Woensdag 3 september 2014
De in beslag genomen goederen van kinderspeelparadijs Dolle Pret worden via een openbare verkoop verkocht. Dat heeft de gemeente Almelo besloten nadat eigenaresse Henny ter Avest de openstaande 17.886,52 euro niet heeft voldaan. Dit zijn de kosten die de gemeente haar heeft opgelegd naast de 50.000 euro aan dwangsommen.Op 4 november 2011 sloot de gemeente met Dolle Pret een overeenkomst over de betaling van de dwangsommen en de hieruit voortvloeiende (wettelijke) kosten. Tot oktober 2013 is Ter Avest haar betalingsverplichting nagekomen en heeft in totaal een bedrag van 50.000,20 euro voldaan.
Begin juli is er een gesprek geweest tussen Ter Avest en wethouder Ten Seldam. Hierbij werd Dolle Pret alsnog in de gelegenheid gesteld om uiterlijk op 31 juli 2014 de verschuldigde termijnbedragen te voldoen. Dit is niet gebeurd en handhaaft de gemeente de clausule uit de overeenkomst: "Indien Dolle Pret deze overeenkomst niet of niet geheel nakomt, waaronder begrepen het niet geheel of gedeeltelijk tijdig voldoen van de betalingstermijn, de gemeente Almelo ten aanzien van Dolle Pret overgaat tot openbare verkoop van alle goederen waarop namens de gemeente Almelo uit de hoofde van het vonnis van 20 oktober 2010 beslag is gelegd. De kosten die de gemeente als gevolg van de niet nakoming van deze overeenkomst moeten maken, komen voor rekening van Dolle Pret." Henny ter Avest heeft tijdens het gesprek aangegeven niet te gaan betalen en op de hoogte is van de gevolgen die dit kan hebben.
De dwangsommen worden in maart 2008 aan Dolle Pret opgelegd voor het houden van feesten en partijen in strijd met het bestemmingsplan.

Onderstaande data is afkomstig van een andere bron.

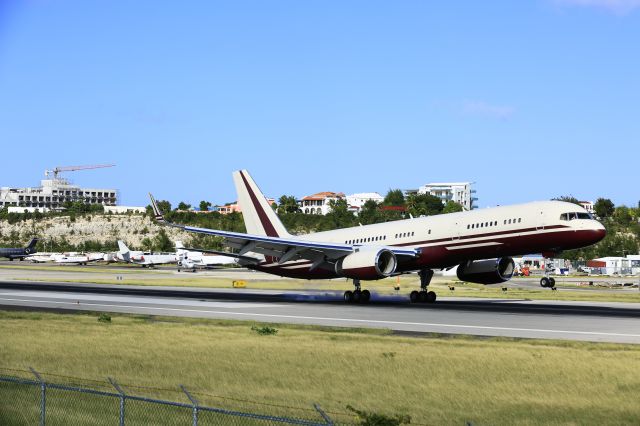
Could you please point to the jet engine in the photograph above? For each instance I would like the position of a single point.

Vanwege de illegale bedrijfsactiviteiten is in de periode van mei 2009 tot en met september 2009 van rechtswege tien keer een bedrag van 5.000 euro verbeurd aan dwangsommen, in totaal 50.000 euro. Op 22 en 23 augustus 2011 is er beslag gelegd op de bankrekening en op de roerende zaken. Ook is er contant geld in beslag genomen.